I didn’t fall in love with Sam by chance.
There was something about him that attracted me like an anglerfish, luring unsuspecting fish and closing in on them before they could escape.
I didn’t see it at the time, but the unpredictability of his outbursts and the way I had to shapeshift in an idle attempt to keep him happy now screamed “MOMMY” to me in flashing neon letters.
My mother drank every evening, and some nights I would stay up with her. At first, she will be a pleasure to be around. Then something will change. Her eyes were cloudy, and her words turned to venom.
She called me names, shattered my already fragile self-esteem, and pretended the next day that it never happened.
These encounters would leave me crying and broken, at a time when — because of the sexual abuse and just being a little girl — I was already very lethargic.
I will do anything to avoid fighting with her. I found myself massaging my words before they came out, watching them carefully and preparing myself in case they went in the wrong direction.

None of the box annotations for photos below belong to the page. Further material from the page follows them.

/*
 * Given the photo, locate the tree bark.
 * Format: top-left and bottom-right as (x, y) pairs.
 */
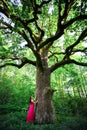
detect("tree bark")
(35, 49), (55, 124)
(35, 69), (55, 124)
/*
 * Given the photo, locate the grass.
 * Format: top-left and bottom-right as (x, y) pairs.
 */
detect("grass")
(0, 112), (87, 130)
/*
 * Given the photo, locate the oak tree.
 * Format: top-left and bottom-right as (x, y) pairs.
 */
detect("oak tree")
(0, 0), (87, 124)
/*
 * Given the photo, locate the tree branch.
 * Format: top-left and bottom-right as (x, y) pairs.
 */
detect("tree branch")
(0, 56), (36, 68)
(62, 15), (87, 29)
(64, 28), (87, 59)
(49, 59), (87, 73)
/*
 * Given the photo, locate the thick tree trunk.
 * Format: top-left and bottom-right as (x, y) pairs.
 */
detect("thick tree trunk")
(35, 68), (55, 124)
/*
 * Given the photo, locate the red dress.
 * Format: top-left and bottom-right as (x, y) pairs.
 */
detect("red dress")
(26, 101), (34, 122)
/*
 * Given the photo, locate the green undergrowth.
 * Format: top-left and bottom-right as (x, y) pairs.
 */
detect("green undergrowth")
(0, 111), (87, 130)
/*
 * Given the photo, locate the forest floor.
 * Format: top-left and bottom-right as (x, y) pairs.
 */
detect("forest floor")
(0, 112), (87, 130)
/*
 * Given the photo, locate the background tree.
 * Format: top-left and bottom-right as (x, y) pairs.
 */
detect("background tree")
(0, 0), (87, 124)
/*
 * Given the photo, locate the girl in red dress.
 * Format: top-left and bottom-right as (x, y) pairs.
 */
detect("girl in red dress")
(26, 97), (34, 122)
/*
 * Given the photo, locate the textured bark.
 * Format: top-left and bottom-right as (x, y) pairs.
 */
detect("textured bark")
(35, 69), (55, 124)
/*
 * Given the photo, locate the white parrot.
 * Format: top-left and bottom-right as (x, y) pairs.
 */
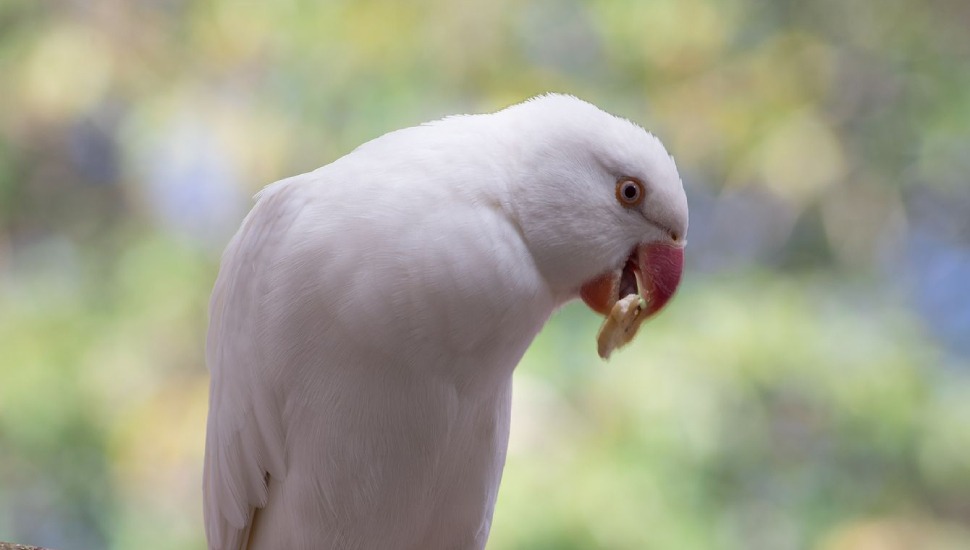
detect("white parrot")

No wonder I didn’t think twice about working hard to keep Sam happy. I’ve done it all my life.
I have eliminated the abuse from my life, but I will still do anything to avoid conflict.
I moved out of my home and away from my mother two months after I turned seventeen. I broke up with Sam the summer after sophomore year.
In the years since, I have formed strong relationships with people who are not abusive — including my husband.
My husband is kind and caring, and would never lift a finger or say a bad word to me or anyone else. He loves me, and he loves our children.